When the Constitutional Court ruled that the man who killed struggle hero Chris Hani should be released on parole after 28 years in prison, it showed that the justice system works.
In the same week, the Supreme Court of Appeal ruled that Jacob Zuma ’ s early release from prison had been illegal and that he should be returned to orange overalls.
Once again this crucial institution of our democracy, the courts, works. It is, by the way, an interesting conundrum for politics.
Imagine a man who murdered an anti-apartheid leader being set free at about the same time as a man who fought in the struggle all his life is returned to prison.
This is how democracy works
— it is rule-bound, valuesbased, norm-driven and operates on the principle that nobody is above the law. Justice is, and should be, blind.
To be sure, many South Africans, black and white, would have liked to see Janusz Waluś rot in jail.
And yes, there is a significant number of Zuma followers who believe that their charismatic leader can do no wrong.
That’s why we have courts to make decisions based on the rule of law rather than the emotions of the masses. Without such a robust institution, this country would collapse.
Waluś will be paroled by court order within days, while the former president’s lawyers will continue to seek relief from the highest court. Regardless, our constitutional democracy stands firm.
There is another institution that surprised with its robustness of governance and that is the University of Cape Town.
To be honest, I had real fears that the constant onslaught on the rules of governance and the values of academia would take a serious knock at our leading research university.
After all, it was the council leadership itself that was alleged to have violated or sought to violate what management pundits call “governance 101”
— basic things like you cannot sit in or participate in decisions where you are the object of investigation.
For a moment it looked like UCT was going to collapse under a combination of rule-defying leadership and tribal politics — the latter means that I support you not on the basis of right or wrong but because you are from my particular “racial group”.

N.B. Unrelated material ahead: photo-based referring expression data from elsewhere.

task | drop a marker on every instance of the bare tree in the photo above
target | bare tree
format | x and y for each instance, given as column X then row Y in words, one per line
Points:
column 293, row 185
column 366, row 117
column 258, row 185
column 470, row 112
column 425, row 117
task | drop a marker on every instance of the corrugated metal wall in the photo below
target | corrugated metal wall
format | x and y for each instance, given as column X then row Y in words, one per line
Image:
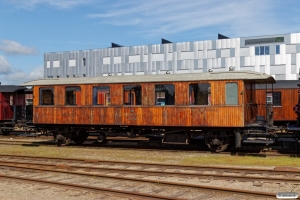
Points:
column 184, row 57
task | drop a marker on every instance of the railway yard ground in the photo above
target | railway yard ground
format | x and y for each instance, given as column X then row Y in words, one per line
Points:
column 132, row 173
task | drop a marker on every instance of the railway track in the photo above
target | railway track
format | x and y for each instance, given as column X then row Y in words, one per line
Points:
column 127, row 144
column 187, row 178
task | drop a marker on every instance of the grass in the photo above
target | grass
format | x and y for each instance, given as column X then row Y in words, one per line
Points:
column 183, row 158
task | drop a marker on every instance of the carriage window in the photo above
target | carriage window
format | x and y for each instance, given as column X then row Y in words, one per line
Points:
column 199, row 94
column 73, row 96
column 231, row 94
column 274, row 98
column 101, row 95
column 165, row 94
column 46, row 96
column 132, row 95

Then something remarkable happened. As council leaders resigned or left a crucial meeting to decide on who would lead the investigation of its leadership, the rest of the governance body found its spine and acted, for once, in the interest of the university rather than the interests of individuals.
That quorate meeting of council went on until 2am and a panel of independent judges was chosen to lead the investigation of council leadership.
Without sounding melodramatic, let me say that UCT as a higher education institution was probably saved from collapse that early morning.
Why was the UCT council leadership fighting this panel of independent judges so vociferously? Surely if you have nothing to hide, you have nothing to fear?
All of this drama could have been avoided if the UCT council at the time took seriously an earlier report of the University Ombud who warned of serious leadership problems.
I sincerely hope that the new council does not again postpone stabilising decisions for the institution. Failure to do so will definitely keep this important university in a neverending spin of instability.
Some analysts have suggested to me that the threat to governance at UCT happened because corporate leaders occupied the leadership of council.
Not true. In Isaac Shongwe, Wits University has a corporate leader chairing its council, a man of impeccable character and deep integrity who understands what a university is (not a company) and what good governance means (respect the rules) for a public university.
That is why Wits is thriving while UCT operates under a cloud.
Finally, there is one more reason that UCT as an institution is likely to survive. It is held together by a very strong set of values that steer the middle management and administration of the institution.
Yes, those core values threatened from time to time as when a politics lecturer ate the ballots in a faculty board meeting because he did not like that a dean from elsewhere in Africa was likely to be chosen ahead of his preferred candidate.
If he were white, the balloteater would have been fired on the spot. Now, unsurprisingly, that same man has been ranting and raving inside the council to bring down the institution because he has still not learnt how to accept democratic norms.
So remember this, when UCT does well in international rankings it is not because of its leadership at the top of the organisation, it is about hardworking academics and administrators who are determined to abide by the academic values and rules of governance hardwired into the institutional culture over a century.
That is not only good for UCT, but for all our democratic institutions.